13 • Yaptığımız Yanlışlar Yaralarımızı Örtmüyor Peter (I)

627 72 50
                                    

"Sen hayatımda gördüğüm en aptal kişisin Peter!"

Yere bakıyordum, sadece yere. Neye baktığımın önemi yoktu. Ona asla bakamazdım şu an. Bunu yapacak yüzüm yoktu. O ise burnundan soluyordu.

"Neden sadece bir kez olsun beni dinlemiyorsun ki? Bu hayatta niye kimse beni dinlemiyor? Orada yapman gereken tek şey durup insanları çıkarmaktı, tıpkı söylediğim gibi. Ama sen ne yaptın? İŞLERİ TEK BAŞINA HALLETMEYE ÇALIŞTIN?"

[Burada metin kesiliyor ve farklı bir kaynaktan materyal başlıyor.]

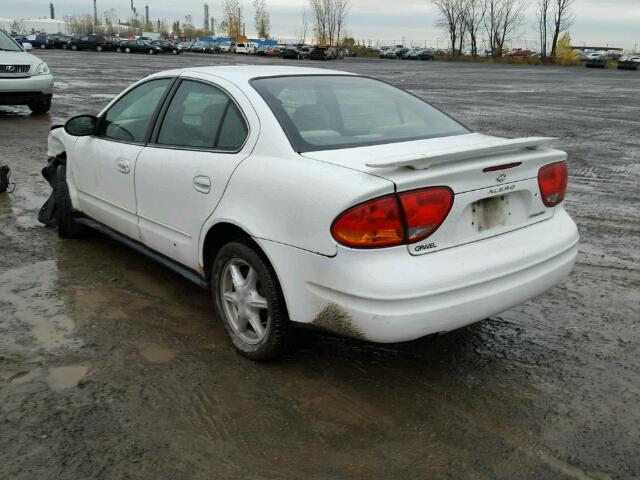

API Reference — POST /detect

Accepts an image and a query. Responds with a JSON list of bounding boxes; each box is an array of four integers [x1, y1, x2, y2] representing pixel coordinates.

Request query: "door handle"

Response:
[[116, 158, 131, 175], [193, 175, 211, 193]]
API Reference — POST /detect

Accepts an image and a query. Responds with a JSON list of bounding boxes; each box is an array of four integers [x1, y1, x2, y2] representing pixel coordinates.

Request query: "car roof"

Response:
[[151, 65, 354, 84]]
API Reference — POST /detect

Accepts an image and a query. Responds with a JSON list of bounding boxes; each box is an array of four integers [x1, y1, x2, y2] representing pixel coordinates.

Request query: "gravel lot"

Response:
[[0, 51, 640, 480]]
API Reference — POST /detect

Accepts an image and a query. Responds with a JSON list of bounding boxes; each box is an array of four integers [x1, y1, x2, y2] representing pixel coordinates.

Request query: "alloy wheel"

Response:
[[220, 258, 270, 345]]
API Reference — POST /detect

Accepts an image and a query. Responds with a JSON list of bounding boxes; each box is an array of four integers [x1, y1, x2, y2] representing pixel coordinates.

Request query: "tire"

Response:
[[55, 165, 87, 238], [211, 240, 292, 361], [29, 98, 51, 115]]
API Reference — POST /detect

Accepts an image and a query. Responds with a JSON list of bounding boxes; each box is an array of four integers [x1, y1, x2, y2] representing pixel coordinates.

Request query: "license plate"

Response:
[[471, 195, 509, 232]]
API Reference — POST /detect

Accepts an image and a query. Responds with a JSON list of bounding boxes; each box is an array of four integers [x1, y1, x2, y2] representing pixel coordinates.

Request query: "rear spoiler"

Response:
[[366, 137, 557, 170]]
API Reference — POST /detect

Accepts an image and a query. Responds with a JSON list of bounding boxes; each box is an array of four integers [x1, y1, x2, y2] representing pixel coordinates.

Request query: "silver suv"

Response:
[[0, 30, 53, 113]]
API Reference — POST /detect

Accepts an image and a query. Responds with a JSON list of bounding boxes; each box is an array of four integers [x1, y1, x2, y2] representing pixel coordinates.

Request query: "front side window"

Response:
[[102, 78, 173, 142], [157, 80, 247, 150], [251, 75, 469, 152]]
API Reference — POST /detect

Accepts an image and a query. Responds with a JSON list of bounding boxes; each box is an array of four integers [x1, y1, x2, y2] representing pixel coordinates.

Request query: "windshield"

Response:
[[0, 30, 22, 52], [251, 75, 469, 152]]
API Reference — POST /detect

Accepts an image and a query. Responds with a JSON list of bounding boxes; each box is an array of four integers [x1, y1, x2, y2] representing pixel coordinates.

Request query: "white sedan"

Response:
[[49, 66, 578, 360]]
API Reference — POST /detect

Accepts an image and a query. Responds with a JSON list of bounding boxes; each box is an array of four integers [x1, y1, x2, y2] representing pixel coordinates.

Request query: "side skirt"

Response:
[[74, 217, 209, 288]]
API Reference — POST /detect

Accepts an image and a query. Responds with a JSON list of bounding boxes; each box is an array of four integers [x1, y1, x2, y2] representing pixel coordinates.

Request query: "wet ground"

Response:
[[0, 51, 640, 480]]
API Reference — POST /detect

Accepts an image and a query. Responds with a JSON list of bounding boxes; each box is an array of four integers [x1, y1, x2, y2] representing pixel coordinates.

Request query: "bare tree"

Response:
[[551, 0, 575, 57], [309, 0, 351, 45], [536, 0, 553, 58], [462, 0, 484, 57], [433, 0, 463, 54], [253, 0, 271, 38], [330, 0, 351, 45], [296, 8, 310, 43], [483, 0, 526, 57]]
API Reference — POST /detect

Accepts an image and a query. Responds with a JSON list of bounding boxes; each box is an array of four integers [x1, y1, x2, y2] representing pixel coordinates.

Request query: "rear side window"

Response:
[[251, 75, 469, 152], [102, 78, 173, 142], [156, 80, 248, 150]]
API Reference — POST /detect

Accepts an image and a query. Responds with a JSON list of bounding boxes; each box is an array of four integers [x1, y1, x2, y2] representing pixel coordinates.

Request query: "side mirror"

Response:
[[64, 115, 98, 137]]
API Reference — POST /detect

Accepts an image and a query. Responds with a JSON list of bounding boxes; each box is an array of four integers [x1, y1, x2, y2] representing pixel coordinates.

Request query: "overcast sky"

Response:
[[5, 0, 640, 49]]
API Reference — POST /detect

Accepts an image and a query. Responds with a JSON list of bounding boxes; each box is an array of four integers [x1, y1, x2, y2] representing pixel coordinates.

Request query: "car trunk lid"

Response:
[[302, 133, 566, 255]]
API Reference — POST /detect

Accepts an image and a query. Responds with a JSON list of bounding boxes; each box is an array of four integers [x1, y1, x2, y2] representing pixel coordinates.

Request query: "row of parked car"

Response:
[[15, 34, 339, 60], [378, 45, 435, 60]]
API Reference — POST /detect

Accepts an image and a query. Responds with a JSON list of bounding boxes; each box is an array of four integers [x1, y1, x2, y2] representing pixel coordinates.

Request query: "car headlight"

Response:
[[35, 62, 51, 75]]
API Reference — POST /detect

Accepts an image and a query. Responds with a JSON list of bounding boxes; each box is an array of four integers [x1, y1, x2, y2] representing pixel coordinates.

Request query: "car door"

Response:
[[70, 78, 175, 239], [135, 73, 258, 270]]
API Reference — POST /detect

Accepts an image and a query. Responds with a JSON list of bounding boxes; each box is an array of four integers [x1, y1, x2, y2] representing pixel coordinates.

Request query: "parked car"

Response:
[[235, 43, 257, 55], [504, 48, 533, 58], [0, 30, 53, 113], [256, 45, 271, 57], [48, 65, 579, 360], [177, 42, 194, 52], [47, 35, 71, 48], [117, 40, 163, 55], [67, 35, 117, 52], [191, 40, 220, 53], [309, 47, 338, 60], [149, 40, 181, 55], [220, 41, 236, 53], [298, 45, 315, 58], [618, 55, 640, 70], [16, 33, 49, 49], [280, 45, 302, 60]]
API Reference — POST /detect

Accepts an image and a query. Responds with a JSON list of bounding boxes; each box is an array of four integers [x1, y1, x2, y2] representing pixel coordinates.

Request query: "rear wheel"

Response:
[[55, 165, 87, 238], [211, 241, 291, 360]]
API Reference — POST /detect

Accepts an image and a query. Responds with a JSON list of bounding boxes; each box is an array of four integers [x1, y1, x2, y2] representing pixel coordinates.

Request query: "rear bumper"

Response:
[[0, 75, 53, 105], [259, 208, 579, 343]]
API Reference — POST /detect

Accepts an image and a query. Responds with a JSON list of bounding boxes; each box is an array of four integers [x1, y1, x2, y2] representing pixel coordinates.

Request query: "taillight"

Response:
[[331, 195, 404, 248], [538, 162, 568, 207], [331, 187, 453, 248], [398, 187, 453, 243]]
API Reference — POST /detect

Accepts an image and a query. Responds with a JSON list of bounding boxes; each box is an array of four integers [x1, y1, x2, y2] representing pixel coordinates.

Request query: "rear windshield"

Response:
[[251, 75, 469, 152]]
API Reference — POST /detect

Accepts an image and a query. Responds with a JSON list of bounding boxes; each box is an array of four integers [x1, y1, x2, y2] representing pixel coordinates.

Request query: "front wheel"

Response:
[[54, 165, 87, 238], [211, 241, 291, 360]]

Ben sadece... yaparım sanmıştım.

"Olan onca şeyden sonra seni süper kahraman olarak düşünmek çok saçmaydı. Hani bana diyorsunuz ya karar vermekte çok kötüsün diye, evet verdiğim en kötü karar da sana örümcekçilik için izin vermekti!"

Hayır, hayır, hayır ağlama. Şşş sakin ol Peter. Şu an ağlayamazsın.

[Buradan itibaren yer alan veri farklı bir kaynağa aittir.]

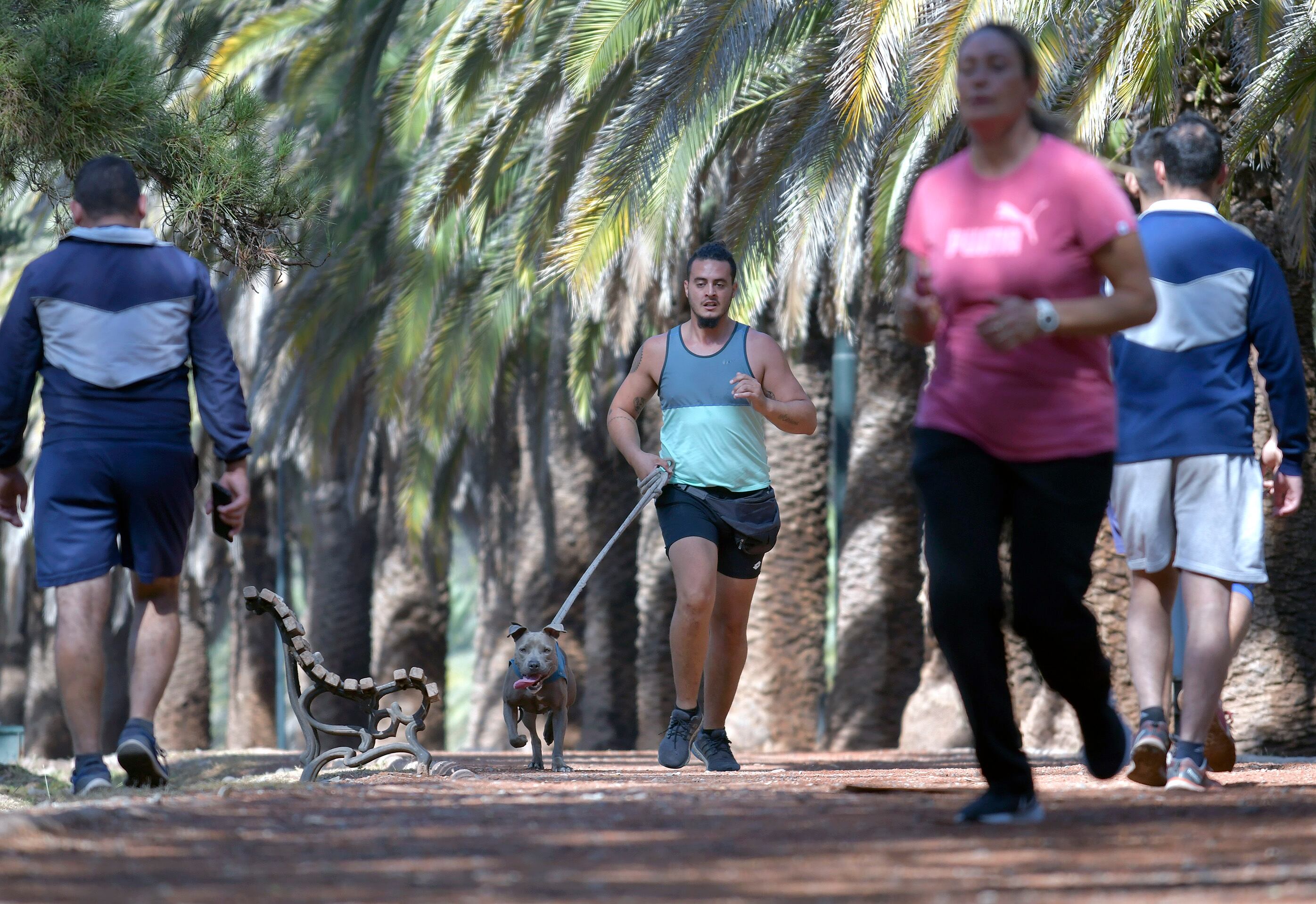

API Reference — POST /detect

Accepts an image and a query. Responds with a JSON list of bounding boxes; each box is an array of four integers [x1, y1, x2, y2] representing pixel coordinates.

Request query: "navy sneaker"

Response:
[[658, 709, 704, 768], [1078, 693, 1133, 779], [690, 728, 740, 773], [70, 759, 111, 797], [116, 723, 168, 788], [955, 788, 1046, 825], [1129, 720, 1170, 788]]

"BUGÜN SENİN YÜZÜNDEN BİR KİŞİ ÖLDÜ FARKINDA MISIN? ONCA KİŞİ YARALANDI! BİR KİŞİ ÖLDÜ. ANLIYOR MUSUN DURUMUN CİDDİYETİNİ?"

Tanrı'm neden görüşüm bulanıklaşıyor. Bu burnumdaki can sıkıcı sızı da ne?

"Ama yo yo, belliydi. Böyle olacağı belliydi. Tanrı'm senin cidden bir süper kahraman olacağına nasıl inandım ben anlamıyorum ki. Bir ergenden dünyayı korumasını nasıl isteyebilirim?"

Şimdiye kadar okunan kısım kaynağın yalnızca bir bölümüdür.